Dziewczyna od razu zrozumiała aluzję kolegi.
- Cześć,
chłopaki. Cześć, James! - powiedziała z uśmiechem i wyciągnęła
w stronę tego ostatniego rękę. Rogacz już otwierał usta, żeby
jej odpowiedzieć, ale widząc minę swojego najlepszego przyjaciela,
zrezygnował i wkurzony wszedł do przedziału. Ruda i Syriusz
wybuchnęli śmiechem. Peter patrzył na zszokowany. Obiecali mu, że
później mu to wyjaśnią.
- Evans, nie chcesz usiąść z nami?
Moglibyśmy ponabijać się z Rogasia – zaproponował Łapa.
-
Dzięki, ale obiecałam już Severusowi, że z nim usiądę –
powiedziała dziewczyna i dołączyła do Ślizgona. Black poszedł
do przyjaciół. Gdy tylko wszedł do przedziału, James posłał mu
mordercze spojrzenie.
- Luniaczku, gdybym jeszcze kiedykolwiek
chciał przyjąć tak idiotyczny zakład jak ten, to walnij mnie,
proszę, miotłą w łeb aż mi okulary spadną! - powiedział
Rogacz, a reszta Huncwotów wybuchła śmiechem. Podróż mijała im
szybko. Przyjaciele opowiadali sobie, co robili w czasie wakacji,
komentowali finał mistrzostw, grali w eksplodującego durnia i
planowali kolejne epickie dowcipy. W oddali w końcu zamajaczyły
wieże Hogwartu, co Gryfoni wzięli za sygnał do tego, by w końcu
przebrać się w szkolne szaty. Ekspres zatrzymał się na stacji w
Hogsmeade. Zaraz po opuszczeniu pociągu słychać było donośny
głos Hagrida:
- Pirszoroczni, tutaj! No dalej, pirszoroczni! -
krzyczał gajowy.
- Cześć, Hagrid! - przywitał się Potter
-
Cześć, chłopaki! W porząsiu? - zapytał półolbrzym i razem z
nowymi uczniami odszedł w stronę jeziora, by tradycyjnie przepłynąć
je łodziami . Huncwoci i reszta szkoły wsiadła do powozów
ciągniętych przez niewidzialne konie i pojechali w stronę zamku.
Uczniowie weszli do Wielkiej Sali. Czekali na profesor McGonagall,
która wprowadzała na ucztę pierwszoroczniaków i prowadziła
Ceremonię Przydziału. Na szczęście trwała ona dość krótko.
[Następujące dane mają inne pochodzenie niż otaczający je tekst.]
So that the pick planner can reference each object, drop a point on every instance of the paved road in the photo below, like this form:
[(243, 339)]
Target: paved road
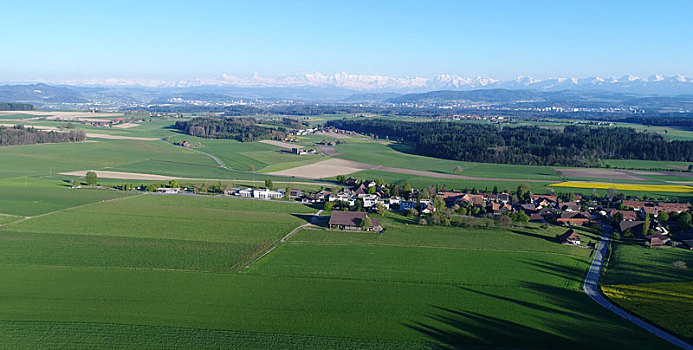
[(592, 289)]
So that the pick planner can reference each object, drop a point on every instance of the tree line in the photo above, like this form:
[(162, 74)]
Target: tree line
[(20, 135), (241, 129), (529, 145)]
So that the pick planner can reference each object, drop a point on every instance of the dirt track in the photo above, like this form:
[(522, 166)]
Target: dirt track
[(335, 166), (280, 144), (120, 175), (119, 137)]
Jeszcze tylko mowa dyrektora i będzie można jeść – pomyślał
Peter. Dumbledore miał jednak na uwadze puste żołądki uczniaków,
więc streścił swoje przemówienie do niezbędnego minimum:
-
Witajcie w kolejnym roku nauki w Szkole Magii i Czarodziejstwa w
Hogwarcie. Jak co roku pragnę poinformować nowych uczniów i
przypomnieć starszym, – Lupin byłby gotowy przysiąc, że
dyrektor puścił oczko w ich stronę – że wstęp do Zakazanego
Lasu jest absolutnie niedozwolony. Pan Filch poszerzył w tym roku
listę zabronionych gadżetów pochodzących ze sklepu Zonka.
Szczegóły możecie poznać w jego gabinecie. A teraz koniec
ględzenia starca, zatem wsuwajcie! - dyrektor klasnął w dłonie i
stoły zaczęły się uginać pod ciężarem wszystkich wspaniałych
potraw, które znajdowały się na talerzach. Według Glizdka to
właśnie jedzenie było tym, co sprawiało, że warto uczyć się w
Hogwarcie. Gdy tylko uczniowie najedli się do syta, a w przypadku Glizdogona nawet przejedli, poczuli senność i nie marzyli już o niczym
innym, tylko o ciepłym łóżku, które czekało na nich w
dormitorium. I tym razem dyrektor nie zawiódł ich oczekiwań.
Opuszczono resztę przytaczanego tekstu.